只是他们看了好几天还看不出任何结论。换言之,谁也不敢很有把握地认为自己就是麻雀的生身之父。
严温也要见麻雀,他“见”的含义当然比顾、吴、袁三人复杂得多。
在严府里若是走来走去,想不让严温“见”到,实在是不可能之事。
故此,这天中午,麻雀脚步缓缓而又沉重地在花园走动时,忽然被严温截住,并且把她带到书房后面一个房间里。
这房间也相当宽阔,铺满厚软地毯,靠右边墙角有张大床,但锦帐深垂也不知有没有人?不过如果此床属于严温的话,严温既然不在床上,床内当然没有人了。
严温抓住麻雀一齐坐在地毯上,他觉得有点奇怪,因为麻雀只会吃吃低笑,眼神微微散乱,好像不知道自己在什么地方,不过严温跟她说话,她却又会回答。
“我好想你,你呢?你有没有想过我呢?”
麻雀道:“唉,唉,温哥哥,我恨死你,但我却日日夜夜想你……”
严温笑一声。女孩子口中的恨其实就是爱,他哪里还不知道。
笑声中,他将她放倒平卧,然后脱掉她全身衣服。
她的皮肤虽然白皙,身材虽然凹凸分明,极富于性感,但能够与她较量的美女不是没有。事实上严温已经见得多了。但何以这个女孩能使他欲火上冲,使他恢复雄纠纠男子汉?
何以别的美女就不行?
当严温在她身上尽力驰骋纵横之际,麻雀发出阵阵销魂蚀骨的声音。
每个人的声音都不一样,所以每一个听见的男人反应都不一样,但此处讲的不是严温,因为严温已经不必等她的声音,而是另一个男人拨开帐子从大床跳下来。
这个男人很年轻,身上寸缕皆无,所以他的欲念任何人都瞧得清楚。
严温忽然一愣,道:“陶正直,你睡够了?”
那年轻人原来就是“人面兽心”陶正直。他笑一下,道:“没有,我哪里睡得够,我从四川巫山赶回来累个半死。唉,其实不是累,只不过白走一趟,什么人都不找不到,所以觉得很疲乏。”
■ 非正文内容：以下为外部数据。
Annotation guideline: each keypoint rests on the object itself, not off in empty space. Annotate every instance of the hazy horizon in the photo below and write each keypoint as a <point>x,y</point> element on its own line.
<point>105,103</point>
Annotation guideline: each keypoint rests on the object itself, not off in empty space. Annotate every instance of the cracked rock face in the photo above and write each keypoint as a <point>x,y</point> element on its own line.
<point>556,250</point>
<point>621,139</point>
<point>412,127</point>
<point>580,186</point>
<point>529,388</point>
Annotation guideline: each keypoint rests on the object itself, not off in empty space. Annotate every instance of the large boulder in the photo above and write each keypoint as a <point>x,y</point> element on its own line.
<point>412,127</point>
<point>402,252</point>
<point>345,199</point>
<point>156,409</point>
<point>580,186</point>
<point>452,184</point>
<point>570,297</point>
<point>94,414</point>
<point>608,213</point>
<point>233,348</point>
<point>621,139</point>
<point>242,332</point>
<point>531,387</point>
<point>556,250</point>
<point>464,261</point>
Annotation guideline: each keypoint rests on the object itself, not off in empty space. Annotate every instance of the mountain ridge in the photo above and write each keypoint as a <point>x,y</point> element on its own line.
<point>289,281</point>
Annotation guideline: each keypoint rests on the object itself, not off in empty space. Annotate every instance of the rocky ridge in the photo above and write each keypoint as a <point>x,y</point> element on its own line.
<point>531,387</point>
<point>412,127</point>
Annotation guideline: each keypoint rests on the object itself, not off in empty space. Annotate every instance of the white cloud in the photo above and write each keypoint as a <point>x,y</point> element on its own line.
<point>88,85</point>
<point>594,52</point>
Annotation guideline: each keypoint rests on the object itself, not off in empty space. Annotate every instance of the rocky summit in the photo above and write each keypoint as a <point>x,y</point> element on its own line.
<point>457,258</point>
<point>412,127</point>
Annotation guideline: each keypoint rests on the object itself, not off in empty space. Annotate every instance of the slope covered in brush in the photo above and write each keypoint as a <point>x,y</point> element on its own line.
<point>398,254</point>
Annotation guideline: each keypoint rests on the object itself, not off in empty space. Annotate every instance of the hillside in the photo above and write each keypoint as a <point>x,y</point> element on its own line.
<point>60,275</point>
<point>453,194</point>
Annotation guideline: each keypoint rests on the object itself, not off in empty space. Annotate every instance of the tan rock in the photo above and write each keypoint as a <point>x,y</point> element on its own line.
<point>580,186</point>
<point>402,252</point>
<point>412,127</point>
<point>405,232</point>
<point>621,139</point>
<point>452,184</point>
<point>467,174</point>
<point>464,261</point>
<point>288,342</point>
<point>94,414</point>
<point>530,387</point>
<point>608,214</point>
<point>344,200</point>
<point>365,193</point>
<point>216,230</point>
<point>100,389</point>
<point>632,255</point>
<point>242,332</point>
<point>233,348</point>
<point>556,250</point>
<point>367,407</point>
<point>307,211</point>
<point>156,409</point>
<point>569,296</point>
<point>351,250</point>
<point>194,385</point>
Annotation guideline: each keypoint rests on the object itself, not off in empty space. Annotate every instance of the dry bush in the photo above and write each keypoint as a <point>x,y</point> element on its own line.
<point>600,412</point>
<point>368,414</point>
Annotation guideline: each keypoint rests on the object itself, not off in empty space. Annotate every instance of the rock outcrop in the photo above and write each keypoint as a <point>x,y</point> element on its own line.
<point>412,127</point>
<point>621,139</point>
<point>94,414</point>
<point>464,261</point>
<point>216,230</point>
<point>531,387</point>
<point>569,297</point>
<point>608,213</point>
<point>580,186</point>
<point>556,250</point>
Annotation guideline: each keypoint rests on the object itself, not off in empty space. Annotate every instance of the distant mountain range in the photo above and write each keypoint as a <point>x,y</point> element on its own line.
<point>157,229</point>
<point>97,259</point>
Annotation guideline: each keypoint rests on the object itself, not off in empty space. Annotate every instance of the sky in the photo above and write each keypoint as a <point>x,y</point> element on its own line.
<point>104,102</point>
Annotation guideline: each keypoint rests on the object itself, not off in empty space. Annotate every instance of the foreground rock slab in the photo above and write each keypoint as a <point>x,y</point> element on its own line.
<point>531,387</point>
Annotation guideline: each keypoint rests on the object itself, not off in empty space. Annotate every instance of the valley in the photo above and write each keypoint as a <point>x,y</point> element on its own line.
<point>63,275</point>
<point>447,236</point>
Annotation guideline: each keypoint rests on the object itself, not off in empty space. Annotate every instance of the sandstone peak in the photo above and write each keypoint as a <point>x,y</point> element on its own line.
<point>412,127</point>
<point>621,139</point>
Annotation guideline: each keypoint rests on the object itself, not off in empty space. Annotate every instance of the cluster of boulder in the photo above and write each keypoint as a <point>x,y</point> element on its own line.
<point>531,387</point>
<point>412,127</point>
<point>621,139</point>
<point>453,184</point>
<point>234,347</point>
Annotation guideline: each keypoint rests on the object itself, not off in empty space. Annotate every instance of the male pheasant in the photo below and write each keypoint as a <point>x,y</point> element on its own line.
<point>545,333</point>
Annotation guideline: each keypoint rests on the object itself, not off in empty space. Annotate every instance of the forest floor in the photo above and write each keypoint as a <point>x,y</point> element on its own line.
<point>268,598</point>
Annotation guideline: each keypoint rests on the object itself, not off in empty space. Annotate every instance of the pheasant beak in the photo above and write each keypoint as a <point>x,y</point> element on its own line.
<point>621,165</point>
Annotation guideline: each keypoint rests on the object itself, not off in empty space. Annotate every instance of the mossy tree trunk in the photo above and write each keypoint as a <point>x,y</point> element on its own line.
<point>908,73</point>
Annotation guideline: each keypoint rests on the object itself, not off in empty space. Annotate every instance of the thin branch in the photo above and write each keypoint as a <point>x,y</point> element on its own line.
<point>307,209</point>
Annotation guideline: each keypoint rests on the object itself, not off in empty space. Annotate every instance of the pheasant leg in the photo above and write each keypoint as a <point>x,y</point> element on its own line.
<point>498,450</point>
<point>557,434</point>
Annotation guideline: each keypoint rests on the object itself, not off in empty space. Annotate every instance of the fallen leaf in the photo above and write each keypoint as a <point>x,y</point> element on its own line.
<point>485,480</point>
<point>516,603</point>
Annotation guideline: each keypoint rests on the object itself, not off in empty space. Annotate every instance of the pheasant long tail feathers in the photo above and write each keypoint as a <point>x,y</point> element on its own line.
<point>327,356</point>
严温慢慢起身,一低头,看见麻雀眼上仍然闪耀着情欲光芒,他叹口气,道:“你到底想说什么?阿陶,你不是不知道,你要我怎么样我都听你的,绝不敢说一个不字。”
他声音之温柔,简直比任何女孩子还要过之。
陶正直笑一声,道:“我被你们吵醒了,这小女孩是谁?一定是你念念不忘的麻雀吧?”
“是的。”
“果然很不错。我希望你肯娶她。你也应该有一个正正式式的妻子了,你说对不对?”
严温摇摇头:“我就算想也办不到,因为鸡婆婆不肯。我也不明白为什么。”
陶正直拍拍胸膛,说道:“包在我的身上。”他已走近麻雀,蹲低身子伸手捏摸她高耸丰满的乳房,洁白滑腻而又紧绷的皮肤上微微有点汗水。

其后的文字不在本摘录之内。